Exclusion criteria for deceleration time measurement used in our study were the same as those used by other groups, and all these criteria (sinus tachycardia, atrial fibrillation, and significant mitral regurgitation) have been shown to be predictors of adverse outcome following infarction.26 It appears that by applying these criteria we have excluded patients with the worse prognosis, and that patients in whom deceleration time was obtained represent the group that has a more favourable prognosis. However, it should be emphasised that although deceleration time measurement represents selection bias per se, a short initial deceleration time can still identify patients who are at increased risk for cardiac death and in whom short and long term left ventricular remodelling is likely to occur.

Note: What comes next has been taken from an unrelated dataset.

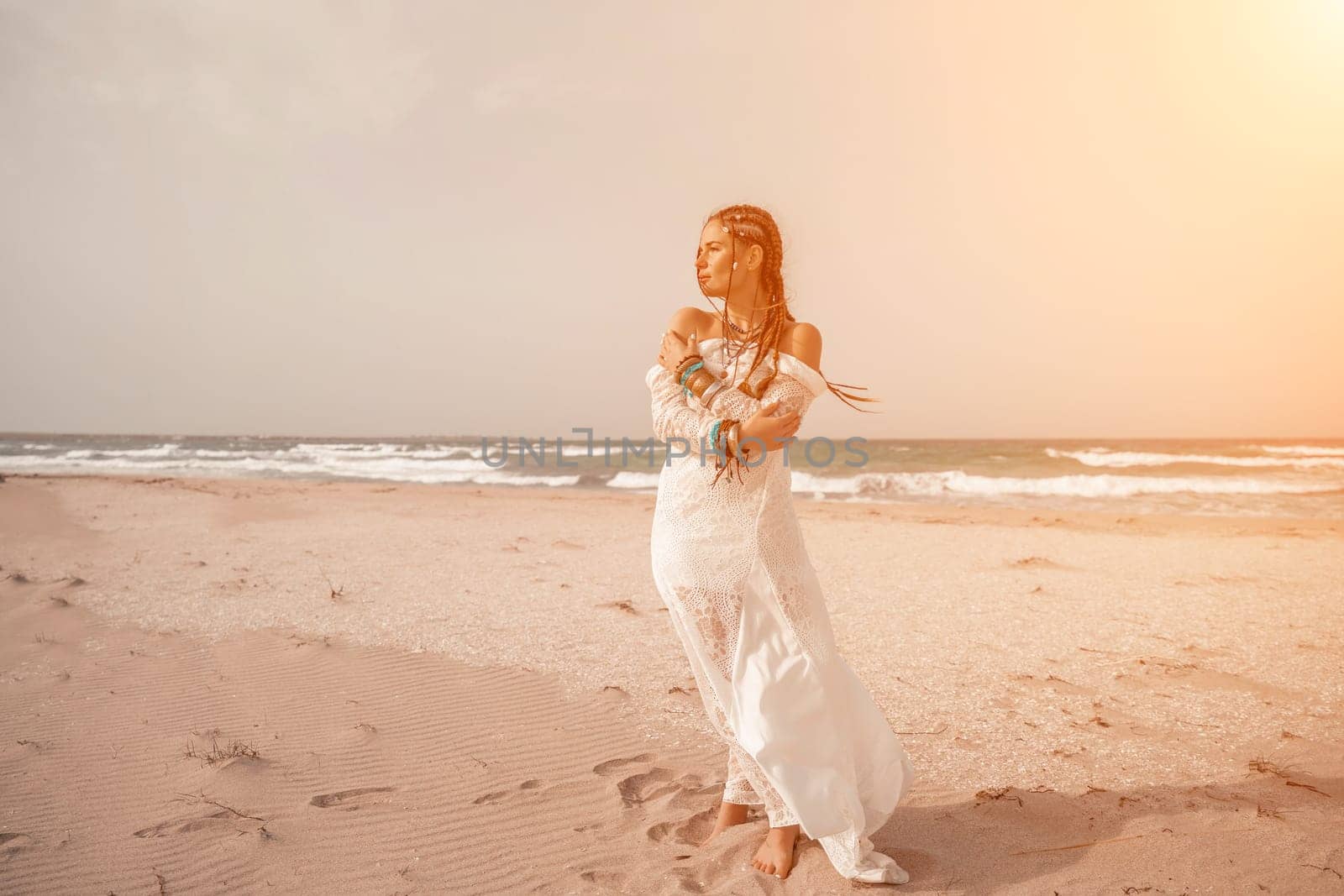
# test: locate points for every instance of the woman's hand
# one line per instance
(676, 349)
(769, 429)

It may be argued that a deceleration time of 150 ms is too loose a cut off point to separate patients into groups with short and normal deceleration time. Other groups have used different definitions of restrictive physiology, which may preclude direct comparisons between the studies. However, a common denominator for all these definitions is short deceleration time, suggesting that similar pathophysiology was involved in patients in the different studies, irrespective of the definition used.
The terms “increased chamber stiffness” and “short deceleration time” were used interchangeably, although the formula relating chamber stiffness and deceleration time has not been validated in humans.
Our data indicate that a short deceleration time on day 1 after acute myocardial infarction can identify patients who are likely to undergo left ventricular remodelling in the following year. This is associated with a higher one year and five year cardiac mortality.
We would like to thank Dr Leonardo Bolognese for his thoughtful comments.